The media has been quick to link the high turnout of black voters in California with the passage of Proposition 8, the state ballot measure to ban same-sex marriage. For example, Karl Vick and Ashley Surdin of The Washington Post report:

To gay rights advocates, the issue was one of civil rights…. That appeal ran head-on into a well-funded and well-framed advertising campaign in favor of the ban — and the deeply ingrained religious beliefs of an African American community that largely declined to see the issue through a prism of equality.

“I think it’s mainly because of the way we were brought up in the church; we don’t agree with it,” said Jasmine Jones, 25, who is black. “I’m not really the type that I wanted to stop people’s rights.

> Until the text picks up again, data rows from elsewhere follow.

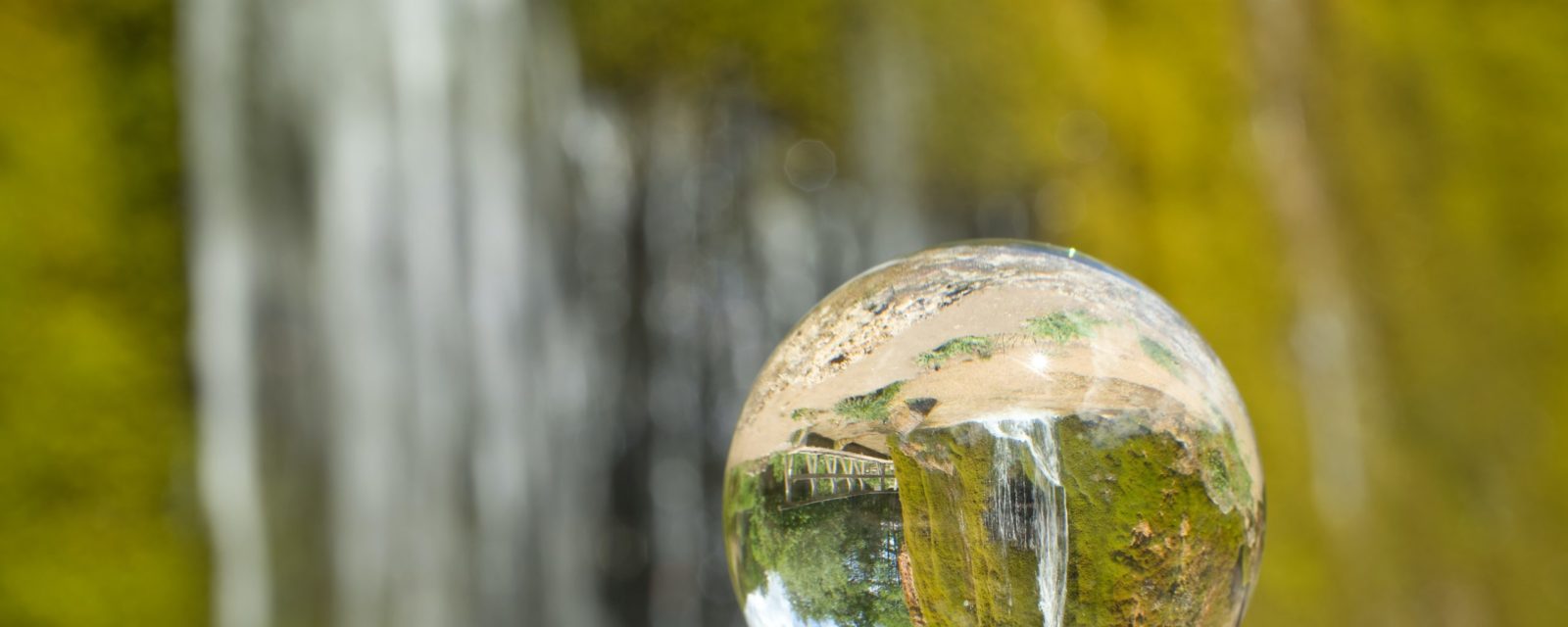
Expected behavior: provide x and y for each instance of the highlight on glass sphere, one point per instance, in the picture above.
(993, 433)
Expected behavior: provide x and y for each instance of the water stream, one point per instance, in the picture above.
(1031, 508)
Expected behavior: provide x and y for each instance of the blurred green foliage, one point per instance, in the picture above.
(1435, 145)
(98, 508)
(1128, 124)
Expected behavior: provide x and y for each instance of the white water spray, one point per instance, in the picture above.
(1047, 525)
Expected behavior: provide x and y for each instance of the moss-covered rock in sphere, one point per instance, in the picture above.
(993, 433)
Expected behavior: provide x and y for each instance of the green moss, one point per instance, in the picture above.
(1062, 326)
(969, 345)
(872, 407)
(1160, 355)
(1149, 545)
(963, 576)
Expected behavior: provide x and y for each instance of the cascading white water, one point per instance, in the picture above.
(1035, 513)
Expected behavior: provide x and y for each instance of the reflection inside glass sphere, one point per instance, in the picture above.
(993, 433)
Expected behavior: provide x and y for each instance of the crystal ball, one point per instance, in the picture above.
(993, 433)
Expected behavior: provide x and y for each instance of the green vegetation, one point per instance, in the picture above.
(838, 560)
(99, 519)
(1160, 355)
(1062, 326)
(872, 407)
(969, 345)
(1149, 545)
(963, 576)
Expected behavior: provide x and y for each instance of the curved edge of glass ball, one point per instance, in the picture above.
(993, 431)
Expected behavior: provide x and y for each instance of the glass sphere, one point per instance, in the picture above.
(993, 433)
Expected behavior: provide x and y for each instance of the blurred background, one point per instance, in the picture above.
(425, 313)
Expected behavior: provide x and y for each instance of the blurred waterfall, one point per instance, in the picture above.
(470, 339)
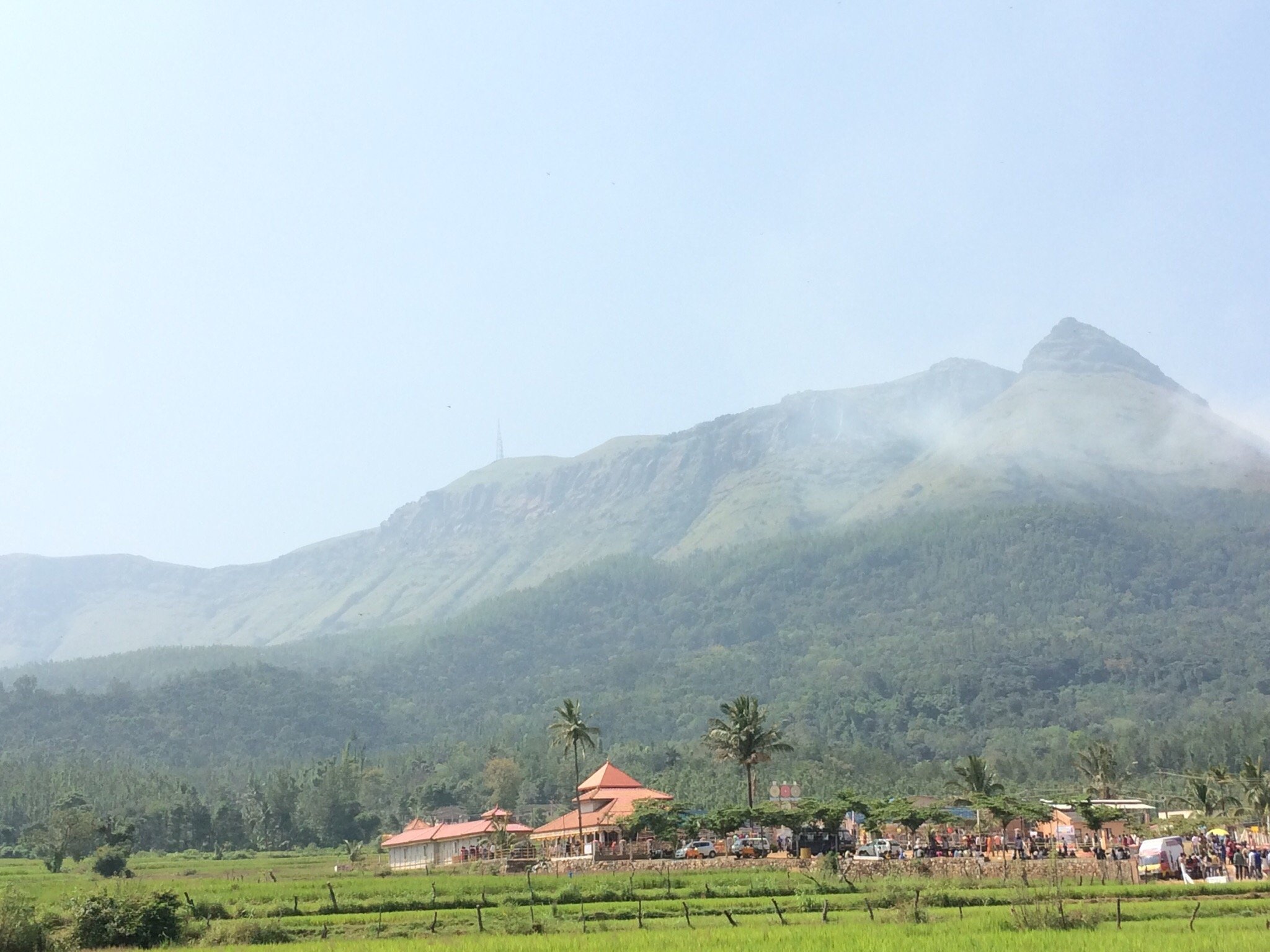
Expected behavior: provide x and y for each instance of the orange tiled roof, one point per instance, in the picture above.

But I still have my beliefs, and if I can vote my beliefs that’s what I’m going to do.

“God doesn’t approve it, so I don’t approve it. And I approve of Him.”

The overwhelming rejection of same-sex marriage by black voters was surprising and disappointing to gay rights advocates who had hoped that African Americans would empathize with their struggle.

At The New York Times, Frank Rich comments that “In California, where other races split more or less evenly on a same-sex marriage ban, some 70 percent of black voters contributed to its narrow victory,” citing Slate’s Farhad Manjoo, who asks, “Did [Obama] help push California’s gay-marriage ban over the top?”

That’s the irony of Obama’s victory: Had black turnout matched levels of previous elections, the vote on the gay-marriage ban—which trailed in the polls for much of the summer—would have been much closer. It might even have failed.

Elsewhere, bloggers have been ardently debating the validity of “the whole ‘Teh blackz did us in!’ argument.” Andrew Sullivan of The Daily Dish has argued, “There is, alas, no ethnic community as homophobic in America as African-Americans,” and has bemoaned the black community’s failure to engage on this issue here and here.

Ben Smith of Politico reflects on the “fallout over the apparent black-gay split within the Democratic coalition” here. And Atlantic Monthly’s Ta-Nehisi Coates makes a strong case against claims that the black community is to blame here, here and here, pointing to a post at DailyKos that has done the math and shown this narrative to be unfounded:

The basic idea is that you need black folks to have been about 10 percent of all votes cast on Prop 8 to make a difference. Black folks are one of the smallest minorities in California, making up about six percent of the total electorate, which numbers at about 17 million. At 6 percent, black folks are worth about a million or so votes. There were just over ten million votes cast on Prop. 8. For blacks to cast ten percent of those you would need a turnout of 90 percent in the black community. Lemme repeat that–90 percent. It’s possible, I guess. I leave it to you to weigh the odds.

Coates ultimately takes Andrew Sullivan’s point that “There is a difference between blaming African Americans and recognizing that the black community needs to be engaged more energetically on this issue,” but it appears this debate is far from over.